Silicon integration not only improves performance, it reduces power usage, a critical requirement. “We’ve been improving supercomputing performance almost 2X every year, so supercomputers are approximately 1,000 times faster than they were 10 years ago. At that rate, if we didn’t improve power efficiency, we would have computers that took a thousand times more power than today. So energy efficiency is enormously important.”
A critical aspect of Gara’s task has been to integrate new technologies, including disruptive technologies, in a way that doesn’t result in a disruptive experience for the user. “We integrate these technologies so users have a comfortable, familiar feel. We seek a balance between allowing users a transitional path from where they are now to where we’re going, including application and performance portability.”
Providing a comfortable user experience within the revolutionary gains is yet another critical area of guidance that Argonne brings to this collaboration alongside Intel and Cray.
“We’re changing the architectural trajectory so we absolutely must work closely with an organization that wants to use such new systems to give them the confidence they will achieve their productivity, competitive, economic and scientific objectives.
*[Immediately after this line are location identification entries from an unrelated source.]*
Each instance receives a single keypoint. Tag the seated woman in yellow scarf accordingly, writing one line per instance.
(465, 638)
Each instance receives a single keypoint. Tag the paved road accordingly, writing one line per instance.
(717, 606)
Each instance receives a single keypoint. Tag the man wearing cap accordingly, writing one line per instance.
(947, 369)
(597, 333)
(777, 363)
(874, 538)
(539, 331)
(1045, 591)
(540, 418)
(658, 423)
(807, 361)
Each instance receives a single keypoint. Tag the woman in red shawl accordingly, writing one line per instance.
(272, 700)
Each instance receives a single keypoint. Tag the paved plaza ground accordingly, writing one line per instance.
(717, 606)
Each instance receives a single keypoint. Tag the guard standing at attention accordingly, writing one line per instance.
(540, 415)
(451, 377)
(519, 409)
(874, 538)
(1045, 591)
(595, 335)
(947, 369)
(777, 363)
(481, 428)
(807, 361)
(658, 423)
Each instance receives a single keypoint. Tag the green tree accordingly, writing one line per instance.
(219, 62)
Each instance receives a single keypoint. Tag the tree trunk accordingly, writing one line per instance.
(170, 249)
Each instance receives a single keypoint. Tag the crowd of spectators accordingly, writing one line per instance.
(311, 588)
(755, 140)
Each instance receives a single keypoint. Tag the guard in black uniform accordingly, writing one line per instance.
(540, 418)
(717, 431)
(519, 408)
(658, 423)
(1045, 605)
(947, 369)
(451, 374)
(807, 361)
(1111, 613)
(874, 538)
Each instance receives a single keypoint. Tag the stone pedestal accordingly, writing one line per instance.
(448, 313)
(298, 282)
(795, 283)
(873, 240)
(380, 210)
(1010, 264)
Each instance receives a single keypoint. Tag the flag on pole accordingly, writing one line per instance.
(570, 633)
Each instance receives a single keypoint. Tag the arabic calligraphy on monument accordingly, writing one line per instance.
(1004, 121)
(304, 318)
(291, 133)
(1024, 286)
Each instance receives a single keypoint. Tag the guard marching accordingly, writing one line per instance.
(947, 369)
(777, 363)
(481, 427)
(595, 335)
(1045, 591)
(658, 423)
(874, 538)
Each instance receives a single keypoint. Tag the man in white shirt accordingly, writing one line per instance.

Argonne has been instrumental in working closely with Intel and Cray at a collaborative design level bringing an approach to innovation that will meet the needs of their users. Working closely with Argonne in this collaborative fashion will help us make sure the trajectory ends up in the right place to enable their science applications from day one.”
“We regard Aurora as a turning point – and not just for HPC and technical computing. The highly scalable system level design that we envision will truly be a living foundation with the capacity to evolve and grow, scaling from the world’s largest supercomputers down to small and mid-size systems. This has important, long-term implications for all of computing.”